There was no shortage of smiles on Sunday as 388 seniors crossed the stage of Kodak Hall, capping a Commencement weekend that also featured separate ceremonies for graduate students, an Order of the Engineer induction, and school and department receptions.

Jannick Rolland, the Brian J. Thompson Professor of Optical Engineering, received the Edmund A. Hajim Outstanding Faculty Award, and Cynthia Gary, assistant dean for grants and contracts, received the Hajim Outstanding Staff Award.

Student recipients of Hajim School and department awards were also recognized during the weekend.

University President Joel Seligman and Hajim, a key benefactor of the school and former chairman of the University’s Board of Trustees, joined in congratulating the graduates at the diploma ceremony.
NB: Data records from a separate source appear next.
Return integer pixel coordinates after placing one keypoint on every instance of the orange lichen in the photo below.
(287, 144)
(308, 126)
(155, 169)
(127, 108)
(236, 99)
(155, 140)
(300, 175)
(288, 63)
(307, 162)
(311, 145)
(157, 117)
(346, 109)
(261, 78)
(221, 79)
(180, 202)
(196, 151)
Hajim's service to the University during his eight years as board chairman was "transformative," Seligman said. Hajim led the University through its largest capital campaign in history, and personally made the largest single gift in University history — a $30 million committment to the school that now bears his name. "Much more than the money, however, it was the dedication, the devotion and his commitment to the University that made a difference," Seligman said.

"It means so much to me that his name will always be attached to your school of engineering and applied sciences."

Hajim urged the graduating students to "take that silent moment" to take stock of what they've accomplished, and what they're going to do. "As engineers you have unlimited opportunities. You’re only limited by the scope of your imagination and how hard you want to work."

As is his tradition in addressing Hajim School graduating classes, he urged students to find the "four P's" that can help define a successful career: Passions, principles, partners, and plans.

This was Heinzelman’s first commencement since becoming Hajim School dean last year.

”Your education and experiences at the University of Rochester have taught you how to think and act like an engineer, and this will serve you well no matter what career path you make decide to take,” she told the Class of 2017.

However, she added, “the word commencement is all about beginnings, and your degree — while being a marker of accomplishment — is really a compact for your future promise. With your engineering degree in hand, what will you go out into the world and do?”

The world needs engineers to tackle challenges ranging from health care and energy supply, to biotechnology and communications, she said. But “we also need people who care, care about the impact of our decisions on our environment, on our place as global citizens, and on our future.”

She cited several examples of Hajim students, including many graduating on Sunday, who have already put "compassion into action" by applying their engineering skills to humanitarian projects this school year. The examples included implementation of a fresh water supply for a school in the Dominican Republic and 3D-printed prosthetic upper limbs for Syrian refugees.

“Thank you for letting us work with you, teach you, and grow with you. Please stay in touch and let us know of all your future successes, as we are sure there will be many!” Heinzelman concluded. (Click here to read her comments in full.)

The Class of 2017 is not only one of the largest in the school’s recent history, but is also one of the most diverse, including 33 percent women, 11 percent underrepresented minority students, and 20 percent international students.